The Dual-Domain Collaborative Feature Extraction Architecture plays a critical role in addressing the limitations of traditional single-stream convolutional networks. Previous studies have shown that spatial-domain networks alone are often inadequate in capturing fine-grained features such as hairline cracks and low-contrast textures. By introducing the frequency-domain branch and leveraging wavelet decomposition via the C3K2-LW module, the model can retain high-frequency details crucial for crack-edge and texture detection. This aligns with and extends earlier findings on wavelet-based feature enhancement in defect detection tasks.

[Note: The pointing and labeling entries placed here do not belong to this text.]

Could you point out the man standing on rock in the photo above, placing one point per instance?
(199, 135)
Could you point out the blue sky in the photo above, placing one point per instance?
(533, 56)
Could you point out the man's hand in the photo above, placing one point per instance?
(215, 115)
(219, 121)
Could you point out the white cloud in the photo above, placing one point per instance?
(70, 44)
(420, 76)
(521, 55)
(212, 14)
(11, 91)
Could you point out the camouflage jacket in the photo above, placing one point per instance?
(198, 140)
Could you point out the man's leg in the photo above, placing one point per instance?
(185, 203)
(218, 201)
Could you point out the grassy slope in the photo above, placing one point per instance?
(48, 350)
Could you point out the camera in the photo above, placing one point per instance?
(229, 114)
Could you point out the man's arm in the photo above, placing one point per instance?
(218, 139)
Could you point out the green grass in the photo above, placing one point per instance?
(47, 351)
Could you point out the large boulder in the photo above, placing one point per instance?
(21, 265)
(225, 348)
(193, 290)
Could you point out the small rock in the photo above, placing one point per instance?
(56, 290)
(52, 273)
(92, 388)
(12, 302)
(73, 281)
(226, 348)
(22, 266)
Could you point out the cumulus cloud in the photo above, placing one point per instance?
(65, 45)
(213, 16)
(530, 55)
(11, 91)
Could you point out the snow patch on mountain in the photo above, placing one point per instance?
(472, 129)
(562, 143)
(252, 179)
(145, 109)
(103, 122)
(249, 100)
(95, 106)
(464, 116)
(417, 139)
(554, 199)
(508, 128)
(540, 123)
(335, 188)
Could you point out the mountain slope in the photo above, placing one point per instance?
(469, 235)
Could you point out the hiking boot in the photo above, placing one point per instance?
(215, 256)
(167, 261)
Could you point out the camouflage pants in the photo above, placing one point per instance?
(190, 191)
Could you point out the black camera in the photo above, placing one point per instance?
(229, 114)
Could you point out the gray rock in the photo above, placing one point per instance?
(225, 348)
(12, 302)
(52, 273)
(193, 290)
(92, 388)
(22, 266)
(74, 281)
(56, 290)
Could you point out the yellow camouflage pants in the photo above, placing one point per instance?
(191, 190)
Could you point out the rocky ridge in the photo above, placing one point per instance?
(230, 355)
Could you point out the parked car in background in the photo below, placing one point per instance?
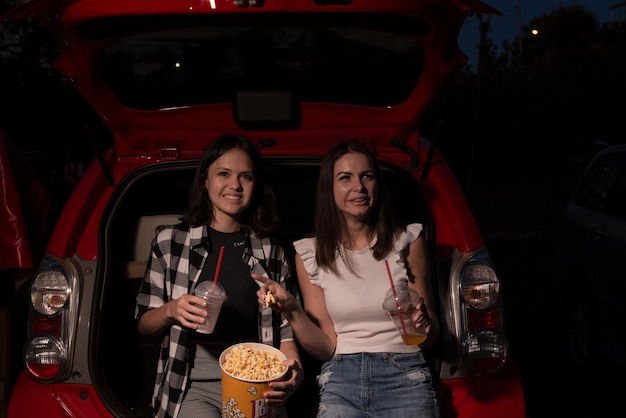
(592, 260)
(164, 79)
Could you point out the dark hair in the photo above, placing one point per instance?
(261, 217)
(329, 224)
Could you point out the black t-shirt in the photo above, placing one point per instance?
(239, 316)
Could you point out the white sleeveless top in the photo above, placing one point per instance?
(355, 304)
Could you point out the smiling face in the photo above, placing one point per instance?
(354, 185)
(230, 183)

Moreover, the DIFF module provides an effective strategy for aligning heterogeneous feature distributions from different domains. The Hadamard product-based attention mechanism enhances the interpretability and adaptability of the fused features, enabling the network to better distinguish cracks from complex backgrounds. These observations corroborate prior research on attention-guided fusion.
The DIA Head further contributes to the model’s performance by enabling adaptive focus on key features such as irregular morphology, grayscale variation, and localized deformation. While deformable convolution has previously been applied in segmentation tasks, our DIA Head demonstrates its effectiveness in detection scenarios.
Despite its strong performance, the model’s robustness under challenging conditions, such as severe occlusion and low illumination, remains to be fully explored. Future work may focus on integrating transformer-based modules into the dual-domain architecture to enhance long-range dependency modeling and further improve detection accuracy in complex environments.